A comparative analysis was also performed considering the score obtained in the CFS frailty scale, categorizing patients as robust or pre-frail (CFS < 4) and frail (CFS > 4). In patients with a CFS score ≤ 4, the mean age was 84.2 ± 2.7 years vs 86.5 ± 3.2 years in patients with CFS score > 4 (P = 0.002). A total of 97.2% of the patients (n = 69) with a CFS score ≤ 4 were self-sufficient regarding activities of daily living, whereas in the frail patient group, only 52.6% (n = 10) were self-sufficient patients. Preexisting comorbidities in both groups were distributed homogeneously, except for chronic kidney disease, present in 31.6% of frail patients vs 9.9% of patients with CFS < 4. The most common reason for admission in frail patients was a medical or traumatic cause, while in the non-frail group, the most common reason for admission was surgery, mainly scheduled cardiac surgery (42.3%). With similar clinical management and no differences in complications, the rate of deceased patients was 25.4% (n = 18) in non-frail patients and 10.5% (n = 2) in frail patients.
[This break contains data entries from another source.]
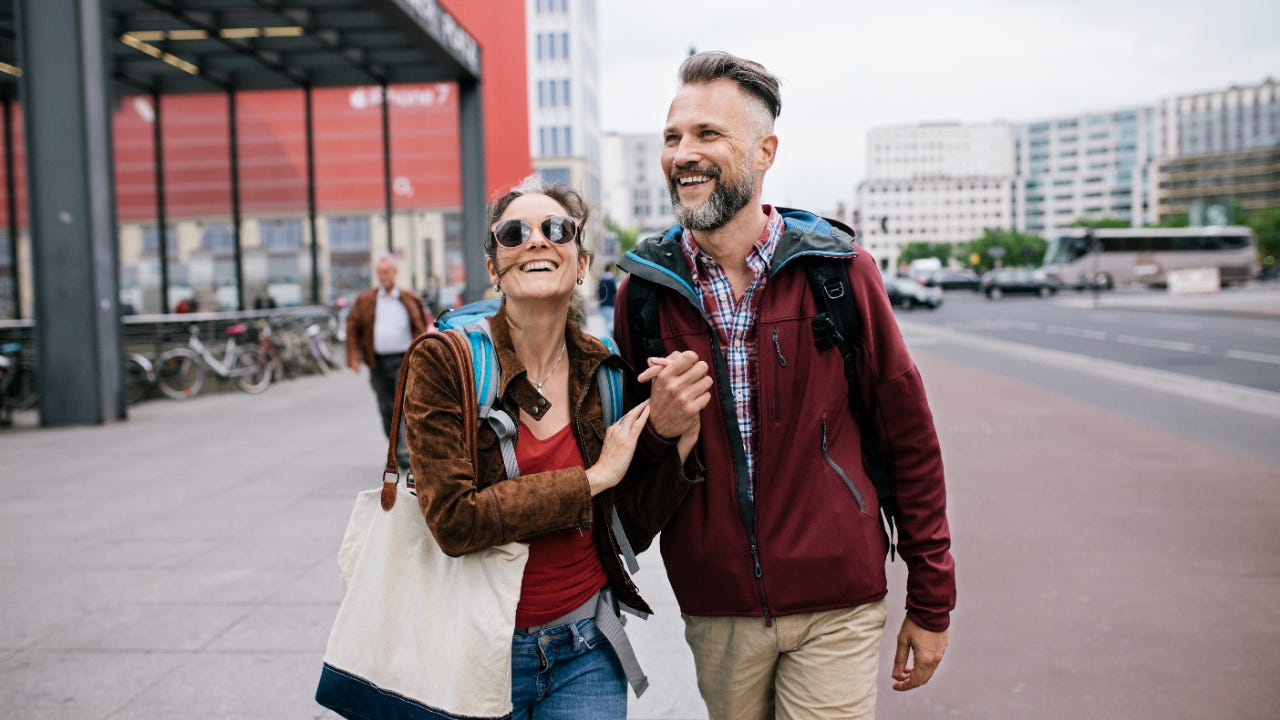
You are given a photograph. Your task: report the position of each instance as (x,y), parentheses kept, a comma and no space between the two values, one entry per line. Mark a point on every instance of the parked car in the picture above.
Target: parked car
(908,294)
(997,283)
(954,278)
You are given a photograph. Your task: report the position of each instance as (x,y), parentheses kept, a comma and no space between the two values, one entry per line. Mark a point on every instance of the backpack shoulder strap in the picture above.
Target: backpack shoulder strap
(609,379)
(643,318)
(837,324)
(488,376)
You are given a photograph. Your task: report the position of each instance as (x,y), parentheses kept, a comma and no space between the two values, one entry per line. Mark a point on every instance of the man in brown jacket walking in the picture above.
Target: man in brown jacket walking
(382,324)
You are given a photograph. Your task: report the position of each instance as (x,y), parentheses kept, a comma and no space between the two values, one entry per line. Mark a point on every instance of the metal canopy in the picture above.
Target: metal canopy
(186,46)
(172,46)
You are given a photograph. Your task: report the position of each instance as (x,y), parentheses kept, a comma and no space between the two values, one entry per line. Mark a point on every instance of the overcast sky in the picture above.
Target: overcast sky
(849,65)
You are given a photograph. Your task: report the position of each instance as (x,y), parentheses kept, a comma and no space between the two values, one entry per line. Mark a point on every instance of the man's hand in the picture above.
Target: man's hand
(926,648)
(680,391)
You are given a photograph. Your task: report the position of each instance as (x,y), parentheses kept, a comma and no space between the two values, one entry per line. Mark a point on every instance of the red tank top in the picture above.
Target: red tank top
(563,568)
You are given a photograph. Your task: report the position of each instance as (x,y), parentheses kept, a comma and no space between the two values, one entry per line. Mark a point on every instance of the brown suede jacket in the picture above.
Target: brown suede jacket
(470,509)
(360,322)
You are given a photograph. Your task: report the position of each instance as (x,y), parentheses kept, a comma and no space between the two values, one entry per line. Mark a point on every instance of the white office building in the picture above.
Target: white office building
(635,190)
(935,182)
(563,101)
(1216,151)
(1084,165)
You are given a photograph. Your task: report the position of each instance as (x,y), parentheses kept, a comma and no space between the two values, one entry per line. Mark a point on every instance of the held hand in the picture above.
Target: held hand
(681,388)
(620,445)
(927,650)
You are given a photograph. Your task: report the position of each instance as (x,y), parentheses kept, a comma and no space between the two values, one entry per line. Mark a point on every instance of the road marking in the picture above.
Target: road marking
(1075,332)
(1255,356)
(1179,324)
(1162,343)
(1215,392)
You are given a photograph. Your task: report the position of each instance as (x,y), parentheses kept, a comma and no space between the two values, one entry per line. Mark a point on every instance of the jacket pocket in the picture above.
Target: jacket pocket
(840,472)
(780,361)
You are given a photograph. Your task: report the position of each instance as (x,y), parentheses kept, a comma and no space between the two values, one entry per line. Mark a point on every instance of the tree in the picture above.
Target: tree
(627,238)
(1101,223)
(1020,249)
(1265,223)
(918,250)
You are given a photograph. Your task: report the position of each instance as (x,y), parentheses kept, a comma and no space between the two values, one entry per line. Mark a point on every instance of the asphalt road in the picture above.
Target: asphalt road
(1238,350)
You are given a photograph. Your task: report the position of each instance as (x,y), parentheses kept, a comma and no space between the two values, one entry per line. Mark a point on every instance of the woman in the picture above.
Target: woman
(574,469)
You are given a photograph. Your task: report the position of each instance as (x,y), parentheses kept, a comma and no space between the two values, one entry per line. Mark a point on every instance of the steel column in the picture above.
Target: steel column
(387,163)
(311,196)
(233,136)
(12,205)
(161,205)
(474,222)
(72,209)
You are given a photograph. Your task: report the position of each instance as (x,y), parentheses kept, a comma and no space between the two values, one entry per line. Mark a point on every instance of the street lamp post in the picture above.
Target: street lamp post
(1096,249)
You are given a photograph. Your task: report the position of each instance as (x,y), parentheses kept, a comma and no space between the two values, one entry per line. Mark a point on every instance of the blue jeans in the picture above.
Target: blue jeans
(567,671)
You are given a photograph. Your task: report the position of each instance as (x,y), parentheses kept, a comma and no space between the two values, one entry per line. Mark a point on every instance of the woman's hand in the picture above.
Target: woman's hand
(620,445)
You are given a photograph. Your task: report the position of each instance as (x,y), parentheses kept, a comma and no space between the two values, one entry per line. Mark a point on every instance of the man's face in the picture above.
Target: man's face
(387,276)
(711,154)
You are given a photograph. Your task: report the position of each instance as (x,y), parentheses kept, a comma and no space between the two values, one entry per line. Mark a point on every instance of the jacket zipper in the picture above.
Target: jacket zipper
(777,377)
(849,482)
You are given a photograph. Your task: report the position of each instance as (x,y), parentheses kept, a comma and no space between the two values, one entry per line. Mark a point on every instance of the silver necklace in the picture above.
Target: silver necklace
(558,358)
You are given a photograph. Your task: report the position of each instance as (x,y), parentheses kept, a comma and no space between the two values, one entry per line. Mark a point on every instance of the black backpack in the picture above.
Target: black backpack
(836,324)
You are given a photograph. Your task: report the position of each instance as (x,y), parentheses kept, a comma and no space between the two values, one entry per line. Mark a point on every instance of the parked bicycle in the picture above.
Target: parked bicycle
(17,382)
(140,378)
(181,372)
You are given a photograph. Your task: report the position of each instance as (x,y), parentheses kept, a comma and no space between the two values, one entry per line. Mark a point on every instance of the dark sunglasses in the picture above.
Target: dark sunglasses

Results based on mortality

Finally, when comparing the different characteristics of deceased patients vs survivors, longer ICU stays were reported in the former group (10.7 + 11.1 days vs 5.2 + 6.8 days, respectively). We should also mention that medical pathology was a significantly major reason for admission in the deceased group (69.2%) vs surgical or traumatic reasons, which accounted for 23.1% and 7.7%, respectively. The bar chart shown in Fig. 2 illustrates living and deceased patients based on their reason for admission, offering a visual comparison between these 2 variables. We can see how pneumonia was the most common reason for admission in the deceased group (30.8%) vscardiac surgery, which represented the main reason for admission in discharged patients (51.6%) (P = 0.008).

Figure 2.

Grouped bar chart by admission reason and mortality.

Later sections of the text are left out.